The idea of voluntary quarantining is called community shielding and it doesn't really work unless localities have thought about it ahead of time, according to U.Va. law professor Richard Bonnie, co-author of the CIAG report. The report calls for localities to actively involve citizens in planning for worst-case events and thinking in advance about such things as how the local government would provide services, how communications would work, and how food and medical supplies would be delivered to neighborhoods living as if snowbound.

"We're trying to learn from the anthrax attack and be prepared," Bonnie said. The report thinks about the risks from a national security and public health perspective and wants to build community cooperation around voluntary strategies, he said.

Depending on the disease released in the attack, the community shielding period could last from seven to, at the very longest, 28 days, Saathoff said.

Community shielding avoids some of the problems associated with the conventional responses of evacuation or quarantine. "Evacuation can widen an epidemic. If the weapon is contagious, the fleeing people become bioweapons," Saathoff said.

"Mandated vaccination programs can cause sickness themselves and not everyone will agree to be immunized. Another possibility is that people might mob immunization centers after an attack. Some 35,000 people wanted anthrax vaccinations after the attack in which 23 cases were actually identified," he noted. Forced quarantine is authoritarian and would probably require troops to impose it.

"An attack by a contagious bioterror agent is clearly a crisis. An unprepared public and/or a government response that is seen to be aggressively enforcing quarantine rather than facilitating shielding could cause a crisis to devolve into catastrophe. The economic repercussions of such a catastrophe would be enormous, obviously," Saathoff said.

If citizens are prepared to stay at home until told it is safe to leave, roads would stay free of traffic so emergency services could be provided and, if necessary, people downwind could be evacuated. Like a quarantine, shielding helps stop the spread of disease, Saathoff said.

"Community shielding depends on and strengthens democracy," he said. "Voluntary programs help build trust in the government's response, but they won't work if we wait for an attack to make the community shielding plan known. There is no widely accepted script now for how to react to a bio attack. Localities need to make local plans."

The idea's primary drawback would be that people in an infected area could feel trapped and perhaps doomed, Bonnie said. Preplanning is required so people feel that shielding is voluntary, not imposed, and that they have assurances of assistance should they happen to be in an infected area. Distrust is the single greatest obstacle to the success of a shield strategy, he said.

"Our society is better set up to incorporate shielding than it has ever been in the past," said Saathoff. "With current package delivery systems, developing home schooling culture, home office proliferation and communications infrastructure, our homes are potentially more equipped for a shielding program than they have ever been.
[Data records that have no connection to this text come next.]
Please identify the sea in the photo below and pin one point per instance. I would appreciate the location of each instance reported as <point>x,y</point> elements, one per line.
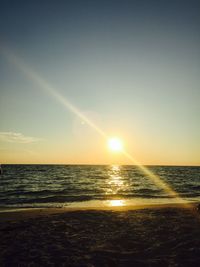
<point>47,186</point>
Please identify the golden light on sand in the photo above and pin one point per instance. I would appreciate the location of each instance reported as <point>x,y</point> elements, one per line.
<point>115,144</point>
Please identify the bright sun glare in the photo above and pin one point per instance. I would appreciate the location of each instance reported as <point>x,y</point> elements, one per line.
<point>115,144</point>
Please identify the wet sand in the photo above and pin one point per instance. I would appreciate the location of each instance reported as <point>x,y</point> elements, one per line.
<point>141,236</point>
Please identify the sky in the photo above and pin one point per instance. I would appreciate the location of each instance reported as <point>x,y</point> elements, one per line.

Shielding is not only an opportunity to protect one's family but also, and perhaps most importantly, a way for a community to collectively 'break the back' of a bioterror epidemic. People need to know in advance, though, that it can actually be tremendously patriotic to remain in one's home rather than to evacuate."

Our concept of homeland defense should include the development of community shielding programs that raise public awareness of biological, chemical and radiological threats and how to prepare for their possibility, Bonnie said.

The CIAG is a group of experts from law enforcement, intelligence, medicine and public health, academia and the media. It was created in 1997 to monitor the tension between critical incidents and Americans' constitutional rights. The group has studied terrorist threats abroad, bioterrorism, threats against symbols of American democracy, and homeland security issues.

Founded in 1819, the University of Virginia School of Law is the second-oldest continuously operating law school in the nation. Consistently ranked among the top law schools, Virginia is a world-renowned training ground for distinguished lawyers and public servants, instilling in them a commitment to leadership, integrity and community service.